1. Unionsbürger*innen, die

- zugleich Staatsangehörige eines Signatarstaats des Europäischen Fürsorgeabkommens (EFA; juris: EuFürsAbk) und

- wegen der Art ihres materiellen Freizügigkeitsrechts oder des Fehlens eines materiellen Freizügigkeitsrechts von Leistungen zur Sicherung des laufenden Lebensunterhalts der Grundsicherung für Arbeitsuchende und der Sozialhilfe ausgeschlossen (§§ 7 Abs 1 S 2 Nr 2 SGB II, 23 Abs 3 S 1 SGB XII idF ab 29.12.2016) sind,

können aufgrund der Inländergleichstellung des EFA einen Anordnungsanspruch auf einstweilige Gewährung laufender Hilfe zum Lebensunterhalt aus der Sozialhilfe haben.

Dies gilt jedenfalls solange, wie es nicht zu einer vollziehbaren Verlustfeststellung des Freizügigkeitsrechts durch die zuständige Ausländerbehörde gekommen ist.

2. Die endgültige Meinungsbildung eines Gerichts zu nicht einfach zu beantwortenden Rechtsfragen bleibt grundsätzlich dem Hauptsacheverfahren vorbehalten.

3. Zur Gewährung von Sozialhilfe zur Überwindung einer besonderer Härte (§ 23 Abs 3 S 6 SGB XII idF ab 29.12.2016) bei schulpflichtigen Minderjährigen.

 

Tenor

Auf die Beschwerde der Antragsteller wird der Beschluss des Sozialgerichts Berlin vom 31. März 2017 geändert.

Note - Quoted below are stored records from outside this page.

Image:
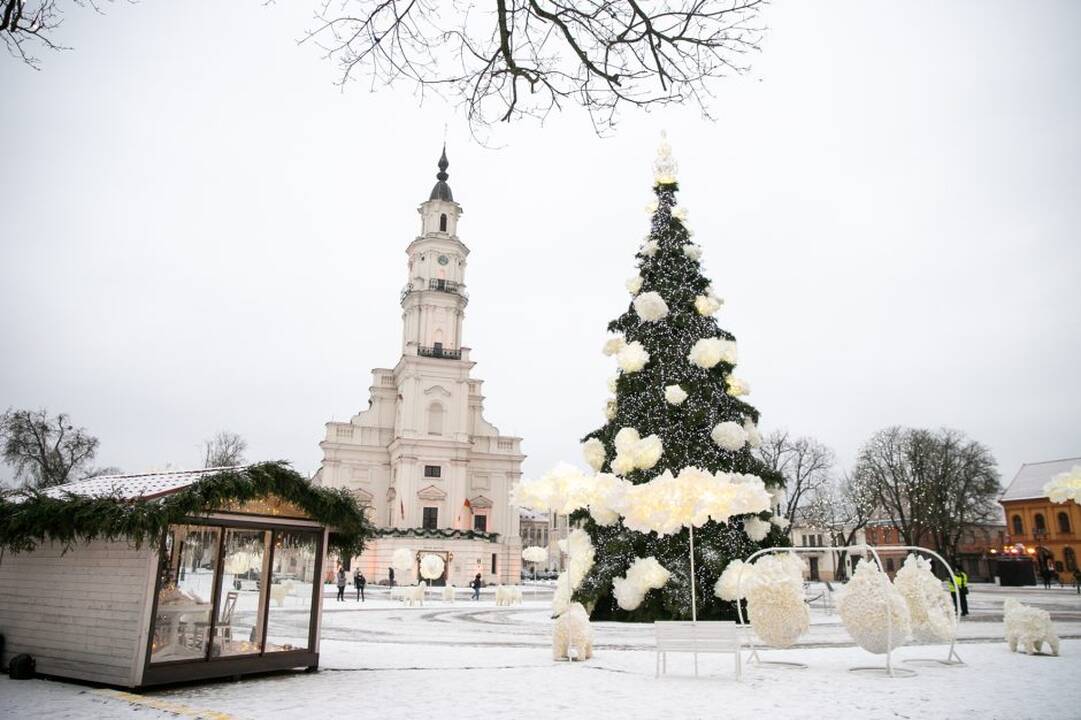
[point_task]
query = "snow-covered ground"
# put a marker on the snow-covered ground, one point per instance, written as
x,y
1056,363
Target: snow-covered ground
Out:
x,y
475,660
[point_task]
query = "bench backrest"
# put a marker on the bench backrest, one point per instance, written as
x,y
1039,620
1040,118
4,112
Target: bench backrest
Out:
x,y
705,631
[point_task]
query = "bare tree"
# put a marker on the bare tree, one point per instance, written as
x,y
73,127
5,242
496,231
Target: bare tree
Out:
x,y
44,450
842,509
805,464
528,57
932,485
224,450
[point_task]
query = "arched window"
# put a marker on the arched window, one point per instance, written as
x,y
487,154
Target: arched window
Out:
x,y
435,418
1018,525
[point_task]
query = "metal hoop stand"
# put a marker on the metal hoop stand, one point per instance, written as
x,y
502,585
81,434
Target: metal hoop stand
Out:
x,y
951,660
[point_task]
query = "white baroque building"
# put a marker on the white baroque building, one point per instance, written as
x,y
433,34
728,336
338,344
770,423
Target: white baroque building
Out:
x,y
435,475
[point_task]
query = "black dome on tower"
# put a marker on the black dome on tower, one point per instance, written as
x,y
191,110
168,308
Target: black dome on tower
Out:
x,y
442,190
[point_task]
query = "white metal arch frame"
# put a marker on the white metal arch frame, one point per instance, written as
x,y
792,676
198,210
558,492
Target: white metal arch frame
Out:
x,y
951,658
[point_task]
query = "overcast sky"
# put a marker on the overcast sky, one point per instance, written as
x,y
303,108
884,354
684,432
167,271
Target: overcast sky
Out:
x,y
201,231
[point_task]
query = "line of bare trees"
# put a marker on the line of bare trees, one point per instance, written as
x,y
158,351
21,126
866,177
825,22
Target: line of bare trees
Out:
x,y
44,450
932,485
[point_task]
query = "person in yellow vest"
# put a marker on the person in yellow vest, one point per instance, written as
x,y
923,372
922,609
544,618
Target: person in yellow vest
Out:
x,y
959,588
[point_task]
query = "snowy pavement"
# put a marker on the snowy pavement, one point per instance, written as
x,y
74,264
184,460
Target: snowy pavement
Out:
x,y
476,660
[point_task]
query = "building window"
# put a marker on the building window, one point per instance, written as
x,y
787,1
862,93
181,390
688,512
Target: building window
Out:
x,y
430,518
435,420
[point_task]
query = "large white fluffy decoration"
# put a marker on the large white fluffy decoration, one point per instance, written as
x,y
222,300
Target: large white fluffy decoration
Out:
x,y
651,306
613,345
634,452
707,305
675,395
643,575
431,567
872,611
592,450
708,351
534,554
632,357
730,436
1065,487
667,503
775,603
402,560
929,603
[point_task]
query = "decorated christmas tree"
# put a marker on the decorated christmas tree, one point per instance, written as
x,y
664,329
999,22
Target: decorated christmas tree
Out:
x,y
678,424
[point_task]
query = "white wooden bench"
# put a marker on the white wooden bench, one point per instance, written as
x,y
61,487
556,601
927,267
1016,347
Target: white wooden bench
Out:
x,y
703,637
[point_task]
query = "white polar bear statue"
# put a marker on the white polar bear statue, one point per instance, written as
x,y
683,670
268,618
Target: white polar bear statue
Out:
x,y
573,638
1029,628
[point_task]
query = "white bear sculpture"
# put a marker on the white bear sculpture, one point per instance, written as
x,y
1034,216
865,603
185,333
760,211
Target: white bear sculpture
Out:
x,y
573,638
1028,628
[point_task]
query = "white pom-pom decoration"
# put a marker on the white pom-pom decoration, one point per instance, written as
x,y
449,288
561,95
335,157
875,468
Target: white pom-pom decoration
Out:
x,y
592,450
756,528
929,603
632,357
707,305
708,351
431,567
613,345
729,436
675,395
643,575
869,599
651,306
737,387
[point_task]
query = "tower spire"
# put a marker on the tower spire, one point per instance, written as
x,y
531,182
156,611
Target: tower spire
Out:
x,y
442,190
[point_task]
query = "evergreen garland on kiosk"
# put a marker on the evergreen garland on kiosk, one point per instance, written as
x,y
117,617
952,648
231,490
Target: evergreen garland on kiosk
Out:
x,y
676,382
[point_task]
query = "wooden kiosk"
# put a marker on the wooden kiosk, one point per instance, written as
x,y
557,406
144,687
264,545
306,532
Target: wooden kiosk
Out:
x,y
146,580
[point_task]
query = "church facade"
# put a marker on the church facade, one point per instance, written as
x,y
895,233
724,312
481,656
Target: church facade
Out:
x,y
436,476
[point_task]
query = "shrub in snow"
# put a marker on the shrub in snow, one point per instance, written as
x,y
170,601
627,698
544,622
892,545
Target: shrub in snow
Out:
x,y
632,357
930,607
872,611
1028,628
729,436
651,306
643,575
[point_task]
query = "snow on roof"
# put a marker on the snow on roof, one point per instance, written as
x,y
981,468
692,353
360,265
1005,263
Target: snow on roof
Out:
x,y
146,485
1030,479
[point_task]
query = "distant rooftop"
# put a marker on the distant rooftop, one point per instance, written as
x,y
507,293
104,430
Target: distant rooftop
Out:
x,y
1030,479
146,485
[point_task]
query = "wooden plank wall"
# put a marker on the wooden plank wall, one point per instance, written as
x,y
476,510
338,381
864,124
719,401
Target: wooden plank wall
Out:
x,y
78,613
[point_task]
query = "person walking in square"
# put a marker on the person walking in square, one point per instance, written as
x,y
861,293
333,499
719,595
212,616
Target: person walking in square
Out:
x,y
342,584
476,586
359,582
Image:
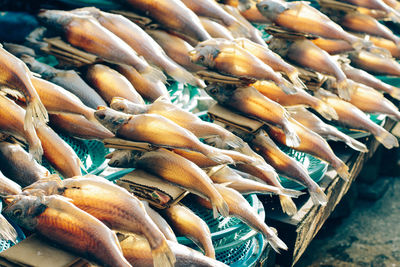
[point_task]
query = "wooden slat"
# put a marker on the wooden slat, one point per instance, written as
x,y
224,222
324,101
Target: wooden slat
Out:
x,y
298,231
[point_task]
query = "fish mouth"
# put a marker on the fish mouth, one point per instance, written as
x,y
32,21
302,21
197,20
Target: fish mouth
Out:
x,y
193,54
101,108
10,199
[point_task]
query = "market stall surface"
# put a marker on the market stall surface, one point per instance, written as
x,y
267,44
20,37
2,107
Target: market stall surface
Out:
x,y
370,236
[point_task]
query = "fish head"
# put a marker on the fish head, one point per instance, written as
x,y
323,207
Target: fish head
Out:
x,y
24,209
204,54
271,8
45,186
126,106
221,93
88,11
55,18
111,119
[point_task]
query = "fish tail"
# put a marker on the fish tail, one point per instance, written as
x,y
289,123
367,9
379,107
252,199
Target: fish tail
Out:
x,y
395,93
36,150
276,243
36,114
153,75
360,43
326,111
343,90
343,171
7,231
318,196
183,76
288,205
219,157
387,139
394,16
292,140
356,145
287,87
294,78
234,141
219,206
163,256
291,192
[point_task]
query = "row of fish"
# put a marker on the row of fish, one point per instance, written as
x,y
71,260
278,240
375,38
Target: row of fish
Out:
x,y
189,41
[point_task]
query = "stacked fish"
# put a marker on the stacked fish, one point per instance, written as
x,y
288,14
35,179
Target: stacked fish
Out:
x,y
207,45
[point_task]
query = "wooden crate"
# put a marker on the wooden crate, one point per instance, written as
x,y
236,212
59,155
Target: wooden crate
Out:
x,y
298,231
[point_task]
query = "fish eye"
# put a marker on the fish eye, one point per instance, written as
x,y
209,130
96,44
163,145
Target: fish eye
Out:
x,y
17,212
214,91
102,116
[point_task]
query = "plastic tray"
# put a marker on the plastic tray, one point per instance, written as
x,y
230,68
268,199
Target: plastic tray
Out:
x,y
233,240
183,96
356,134
235,243
315,167
5,244
91,152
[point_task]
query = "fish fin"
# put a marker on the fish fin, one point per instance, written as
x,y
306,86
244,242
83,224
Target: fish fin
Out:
x,y
287,87
219,157
356,145
82,166
343,90
233,141
276,243
36,150
219,206
238,27
163,256
13,93
326,111
153,75
387,139
288,205
34,192
395,93
291,192
36,115
318,196
200,83
292,140
7,231
394,16
343,171
294,78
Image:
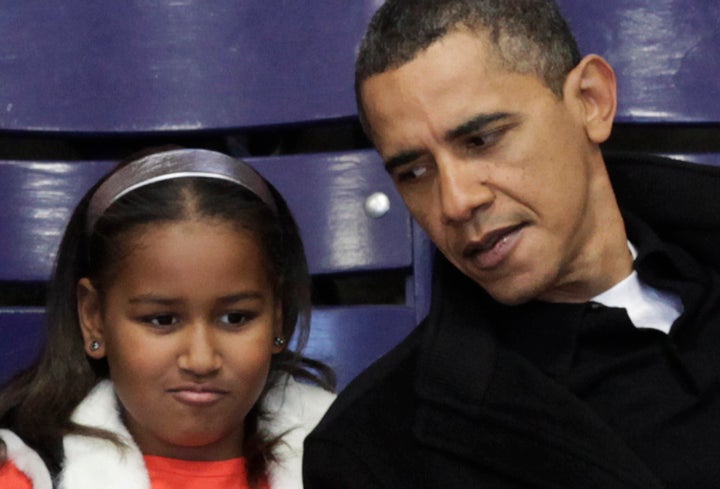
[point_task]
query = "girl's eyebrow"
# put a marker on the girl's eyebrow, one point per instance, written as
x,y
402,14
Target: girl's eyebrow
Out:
x,y
476,123
163,300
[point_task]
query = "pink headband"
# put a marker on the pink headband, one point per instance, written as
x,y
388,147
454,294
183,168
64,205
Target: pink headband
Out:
x,y
182,163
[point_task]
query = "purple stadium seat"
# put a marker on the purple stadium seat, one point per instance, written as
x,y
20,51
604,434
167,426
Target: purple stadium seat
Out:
x,y
666,54
331,196
136,67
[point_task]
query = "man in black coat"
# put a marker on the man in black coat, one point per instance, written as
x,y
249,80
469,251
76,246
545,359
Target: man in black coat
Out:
x,y
571,342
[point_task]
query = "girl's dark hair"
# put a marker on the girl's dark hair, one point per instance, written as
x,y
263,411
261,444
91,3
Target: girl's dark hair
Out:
x,y
38,402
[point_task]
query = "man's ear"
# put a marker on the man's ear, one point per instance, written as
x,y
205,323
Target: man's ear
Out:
x,y
90,316
592,83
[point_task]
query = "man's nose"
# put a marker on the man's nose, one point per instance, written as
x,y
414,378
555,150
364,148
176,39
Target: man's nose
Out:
x,y
463,190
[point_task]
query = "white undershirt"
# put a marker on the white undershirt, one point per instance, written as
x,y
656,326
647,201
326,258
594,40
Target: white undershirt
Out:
x,y
647,306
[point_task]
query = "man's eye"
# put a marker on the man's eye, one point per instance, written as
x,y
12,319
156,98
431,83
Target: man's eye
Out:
x,y
476,141
409,174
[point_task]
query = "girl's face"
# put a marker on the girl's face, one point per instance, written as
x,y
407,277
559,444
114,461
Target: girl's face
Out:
x,y
187,326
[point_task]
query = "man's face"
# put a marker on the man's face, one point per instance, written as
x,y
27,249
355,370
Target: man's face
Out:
x,y
495,168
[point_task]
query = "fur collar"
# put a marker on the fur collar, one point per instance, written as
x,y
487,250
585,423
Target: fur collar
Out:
x,y
294,408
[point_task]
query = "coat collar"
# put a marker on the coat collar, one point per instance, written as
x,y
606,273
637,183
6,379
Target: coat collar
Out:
x,y
492,408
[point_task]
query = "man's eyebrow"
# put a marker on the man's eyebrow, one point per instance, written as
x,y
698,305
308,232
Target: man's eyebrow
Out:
x,y
475,124
400,159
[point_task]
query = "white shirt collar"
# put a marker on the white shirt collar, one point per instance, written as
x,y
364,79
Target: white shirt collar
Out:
x,y
646,306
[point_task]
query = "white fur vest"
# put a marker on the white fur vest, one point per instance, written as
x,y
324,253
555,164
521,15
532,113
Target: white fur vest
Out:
x,y
92,462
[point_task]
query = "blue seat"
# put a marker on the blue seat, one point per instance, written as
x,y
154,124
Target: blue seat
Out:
x,y
342,237
666,54
168,66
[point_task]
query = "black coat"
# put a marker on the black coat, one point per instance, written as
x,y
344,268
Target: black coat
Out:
x,y
450,408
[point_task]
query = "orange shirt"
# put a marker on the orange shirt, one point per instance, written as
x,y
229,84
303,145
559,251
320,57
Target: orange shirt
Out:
x,y
12,478
165,473
168,473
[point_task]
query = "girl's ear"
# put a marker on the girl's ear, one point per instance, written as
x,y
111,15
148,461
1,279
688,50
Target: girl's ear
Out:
x,y
278,346
90,316
592,83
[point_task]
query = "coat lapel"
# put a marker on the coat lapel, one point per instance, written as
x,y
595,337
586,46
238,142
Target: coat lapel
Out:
x,y
498,413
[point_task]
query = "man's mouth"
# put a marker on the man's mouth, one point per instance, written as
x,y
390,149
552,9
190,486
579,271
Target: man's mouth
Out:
x,y
493,247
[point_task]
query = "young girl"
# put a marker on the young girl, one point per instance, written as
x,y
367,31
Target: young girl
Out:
x,y
179,284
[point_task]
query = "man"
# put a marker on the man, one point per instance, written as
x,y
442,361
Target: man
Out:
x,y
567,344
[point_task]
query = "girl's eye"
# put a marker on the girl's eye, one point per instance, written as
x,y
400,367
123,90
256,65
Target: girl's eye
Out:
x,y
162,320
236,318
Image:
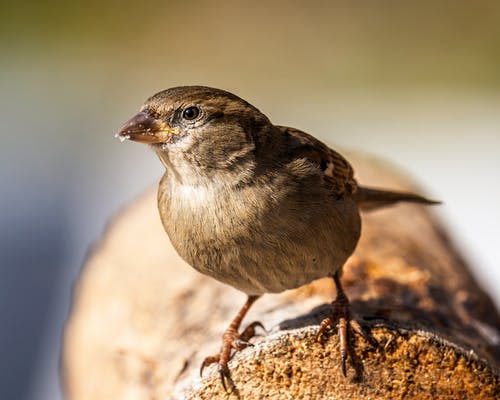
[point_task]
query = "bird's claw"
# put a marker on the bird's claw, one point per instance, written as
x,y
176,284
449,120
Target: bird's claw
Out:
x,y
341,317
231,340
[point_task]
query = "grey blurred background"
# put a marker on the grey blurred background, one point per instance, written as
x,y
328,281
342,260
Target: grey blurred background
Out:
x,y
417,83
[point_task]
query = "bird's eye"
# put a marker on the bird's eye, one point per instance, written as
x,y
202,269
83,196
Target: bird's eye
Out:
x,y
190,113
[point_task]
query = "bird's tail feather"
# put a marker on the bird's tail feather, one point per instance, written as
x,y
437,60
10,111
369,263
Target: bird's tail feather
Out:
x,y
370,198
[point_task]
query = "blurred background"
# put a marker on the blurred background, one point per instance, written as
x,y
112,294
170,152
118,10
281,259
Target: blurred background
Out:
x,y
416,83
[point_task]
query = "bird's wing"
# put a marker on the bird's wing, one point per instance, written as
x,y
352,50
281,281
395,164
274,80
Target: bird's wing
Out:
x,y
337,172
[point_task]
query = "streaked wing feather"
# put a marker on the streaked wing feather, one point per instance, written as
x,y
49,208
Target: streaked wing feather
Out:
x,y
337,172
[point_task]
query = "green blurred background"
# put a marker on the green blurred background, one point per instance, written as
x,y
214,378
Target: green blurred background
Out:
x,y
417,83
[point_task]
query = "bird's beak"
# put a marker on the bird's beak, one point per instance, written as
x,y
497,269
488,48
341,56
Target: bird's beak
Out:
x,y
143,128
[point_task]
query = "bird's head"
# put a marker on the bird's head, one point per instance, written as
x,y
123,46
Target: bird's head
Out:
x,y
207,127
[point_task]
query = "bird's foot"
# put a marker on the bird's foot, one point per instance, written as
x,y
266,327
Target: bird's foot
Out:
x,y
341,316
231,340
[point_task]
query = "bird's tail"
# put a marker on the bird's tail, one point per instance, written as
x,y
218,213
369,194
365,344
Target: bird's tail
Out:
x,y
370,198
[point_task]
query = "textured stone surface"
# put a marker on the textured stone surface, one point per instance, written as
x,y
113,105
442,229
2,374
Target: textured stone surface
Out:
x,y
143,320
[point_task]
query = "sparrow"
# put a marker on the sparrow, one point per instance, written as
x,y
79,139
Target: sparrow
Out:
x,y
261,207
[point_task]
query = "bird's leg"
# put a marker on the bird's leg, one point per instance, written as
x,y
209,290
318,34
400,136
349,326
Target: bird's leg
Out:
x,y
231,339
341,314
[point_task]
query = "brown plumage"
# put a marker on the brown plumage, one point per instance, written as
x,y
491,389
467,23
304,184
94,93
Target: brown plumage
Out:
x,y
263,208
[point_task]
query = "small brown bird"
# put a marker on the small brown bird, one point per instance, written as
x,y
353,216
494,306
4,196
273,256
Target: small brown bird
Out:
x,y
261,207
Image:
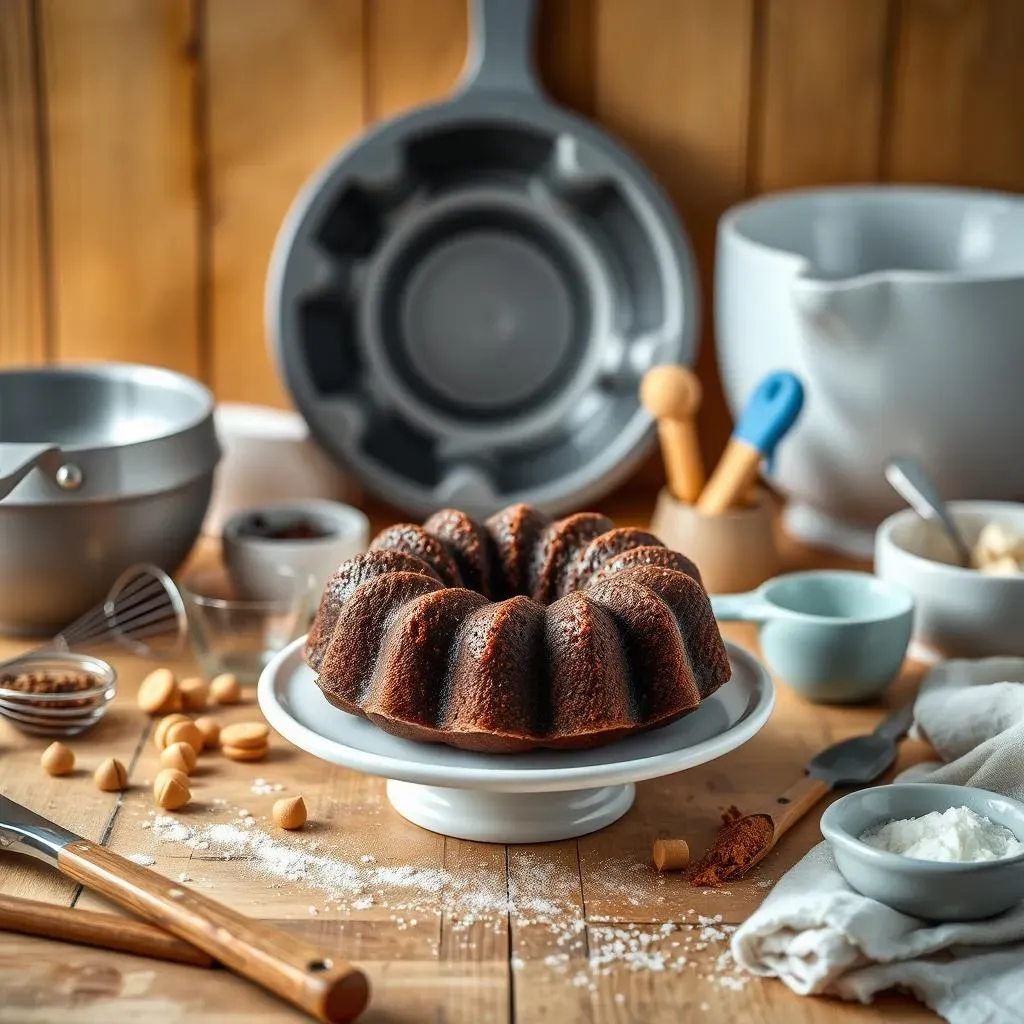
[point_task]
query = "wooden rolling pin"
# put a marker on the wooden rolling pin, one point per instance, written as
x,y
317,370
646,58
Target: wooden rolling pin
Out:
x,y
672,394
769,414
29,916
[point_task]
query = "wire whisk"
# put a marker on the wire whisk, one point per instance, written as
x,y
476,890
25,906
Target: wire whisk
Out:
x,y
142,611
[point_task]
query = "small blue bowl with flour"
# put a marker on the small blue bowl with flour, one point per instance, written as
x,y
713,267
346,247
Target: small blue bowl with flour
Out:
x,y
936,852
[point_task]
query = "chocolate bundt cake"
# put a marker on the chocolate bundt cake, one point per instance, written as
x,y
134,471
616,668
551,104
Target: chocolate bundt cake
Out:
x,y
516,633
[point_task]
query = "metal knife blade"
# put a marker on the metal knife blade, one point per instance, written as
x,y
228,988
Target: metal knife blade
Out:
x,y
25,832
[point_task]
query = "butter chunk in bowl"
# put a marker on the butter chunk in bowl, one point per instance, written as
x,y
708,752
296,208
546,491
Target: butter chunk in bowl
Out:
x,y
960,612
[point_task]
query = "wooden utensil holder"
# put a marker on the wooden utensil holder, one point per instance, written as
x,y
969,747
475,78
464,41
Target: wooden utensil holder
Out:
x,y
735,551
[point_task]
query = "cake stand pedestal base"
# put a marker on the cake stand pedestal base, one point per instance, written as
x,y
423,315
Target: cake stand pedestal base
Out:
x,y
510,817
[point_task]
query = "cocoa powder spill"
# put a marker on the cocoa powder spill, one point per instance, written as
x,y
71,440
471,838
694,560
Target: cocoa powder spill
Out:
x,y
737,845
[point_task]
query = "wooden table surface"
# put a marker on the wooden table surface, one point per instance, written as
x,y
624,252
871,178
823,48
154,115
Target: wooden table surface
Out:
x,y
449,931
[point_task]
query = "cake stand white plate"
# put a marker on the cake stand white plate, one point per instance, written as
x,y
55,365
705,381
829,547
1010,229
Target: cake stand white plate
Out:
x,y
512,798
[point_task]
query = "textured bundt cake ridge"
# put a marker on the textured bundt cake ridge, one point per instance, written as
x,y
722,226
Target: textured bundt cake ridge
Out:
x,y
516,633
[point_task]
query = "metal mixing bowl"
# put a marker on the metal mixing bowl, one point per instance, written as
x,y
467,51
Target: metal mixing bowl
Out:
x,y
101,466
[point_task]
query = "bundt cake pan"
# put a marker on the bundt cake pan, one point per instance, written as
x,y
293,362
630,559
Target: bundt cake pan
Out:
x,y
518,633
463,303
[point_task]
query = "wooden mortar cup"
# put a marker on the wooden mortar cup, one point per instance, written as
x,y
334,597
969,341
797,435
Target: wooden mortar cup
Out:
x,y
735,551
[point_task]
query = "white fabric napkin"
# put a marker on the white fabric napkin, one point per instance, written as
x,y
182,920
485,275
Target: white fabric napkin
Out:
x,y
821,937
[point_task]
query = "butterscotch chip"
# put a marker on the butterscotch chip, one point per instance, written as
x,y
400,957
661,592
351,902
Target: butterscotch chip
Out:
x,y
210,728
289,812
111,776
180,756
193,693
57,760
244,753
170,790
158,693
160,732
184,732
247,735
225,689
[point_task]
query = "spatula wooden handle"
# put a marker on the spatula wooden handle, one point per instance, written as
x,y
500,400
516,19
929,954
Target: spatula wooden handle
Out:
x,y
329,989
29,916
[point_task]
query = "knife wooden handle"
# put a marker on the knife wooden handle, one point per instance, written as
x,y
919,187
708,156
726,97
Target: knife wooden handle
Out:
x,y
29,916
329,989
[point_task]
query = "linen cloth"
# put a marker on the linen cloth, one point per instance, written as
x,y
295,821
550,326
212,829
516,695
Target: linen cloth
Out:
x,y
820,937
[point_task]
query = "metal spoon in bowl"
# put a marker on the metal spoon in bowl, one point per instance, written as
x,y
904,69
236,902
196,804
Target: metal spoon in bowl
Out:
x,y
912,483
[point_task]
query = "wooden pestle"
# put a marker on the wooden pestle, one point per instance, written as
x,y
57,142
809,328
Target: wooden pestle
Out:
x,y
672,394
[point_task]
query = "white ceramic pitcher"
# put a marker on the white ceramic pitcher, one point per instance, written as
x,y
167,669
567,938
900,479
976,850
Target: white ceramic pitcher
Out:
x,y
902,310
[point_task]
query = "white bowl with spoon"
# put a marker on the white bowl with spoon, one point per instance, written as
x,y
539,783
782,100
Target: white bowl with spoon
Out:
x,y
960,611
930,889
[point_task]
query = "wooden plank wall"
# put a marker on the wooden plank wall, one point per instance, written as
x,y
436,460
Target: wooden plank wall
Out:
x,y
148,148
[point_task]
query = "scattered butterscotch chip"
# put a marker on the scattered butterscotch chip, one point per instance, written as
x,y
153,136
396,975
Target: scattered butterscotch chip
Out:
x,y
57,760
671,854
225,689
111,776
248,735
184,732
193,693
210,728
289,812
180,756
160,732
244,753
170,788
158,693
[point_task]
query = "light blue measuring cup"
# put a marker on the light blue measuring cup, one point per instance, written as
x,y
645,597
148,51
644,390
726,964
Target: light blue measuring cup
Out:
x,y
837,637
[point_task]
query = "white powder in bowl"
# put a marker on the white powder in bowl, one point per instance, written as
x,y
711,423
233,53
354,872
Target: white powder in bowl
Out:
x,y
953,836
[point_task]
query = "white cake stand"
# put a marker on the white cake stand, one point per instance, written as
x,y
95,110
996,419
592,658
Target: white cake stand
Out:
x,y
512,798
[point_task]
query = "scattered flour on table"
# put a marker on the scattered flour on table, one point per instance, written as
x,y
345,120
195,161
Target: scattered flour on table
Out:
x,y
262,786
540,894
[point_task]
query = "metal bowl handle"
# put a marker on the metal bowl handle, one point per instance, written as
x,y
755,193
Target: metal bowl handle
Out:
x,y
17,461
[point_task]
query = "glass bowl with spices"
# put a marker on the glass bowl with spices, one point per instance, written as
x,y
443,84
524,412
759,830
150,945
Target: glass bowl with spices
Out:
x,y
51,693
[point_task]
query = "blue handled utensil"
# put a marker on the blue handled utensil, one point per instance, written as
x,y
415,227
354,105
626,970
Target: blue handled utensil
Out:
x,y
768,416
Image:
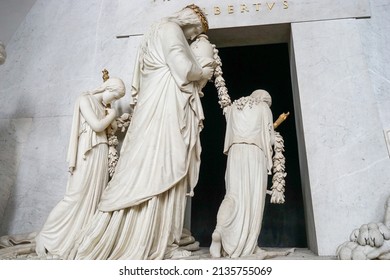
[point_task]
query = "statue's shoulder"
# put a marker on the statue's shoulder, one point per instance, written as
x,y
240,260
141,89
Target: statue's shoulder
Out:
x,y
170,26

Der Antragsgegner wird verpflichtet, der Antragstellerin zu 1) für den Monat März 2017 einen Betrag von 59,25 € und für den Monat April 2017 von 207,71 € und den Antragstellern zu 2) und 3) für den Monat März 2017 jeweils einen Betrag von 59,24 € und für den Monat April 2017 von 207,70 € zu zahlen. Im Übrigen wird die Beschwerde gegen die Versagung einstweiligen Rechtsschutzes zurückgewiesen.

Den Antragstellern wird für das Verfahren vor dem Sozialgericht Prozesskostenhilfe ohne Ratenzahlung bewilligt und Rechtsanwalt M K, B, beigeordnet.

Der Antragsgegner trägt die außergerichtlichen Kosten der Antragsteller für beide Rechtszüge.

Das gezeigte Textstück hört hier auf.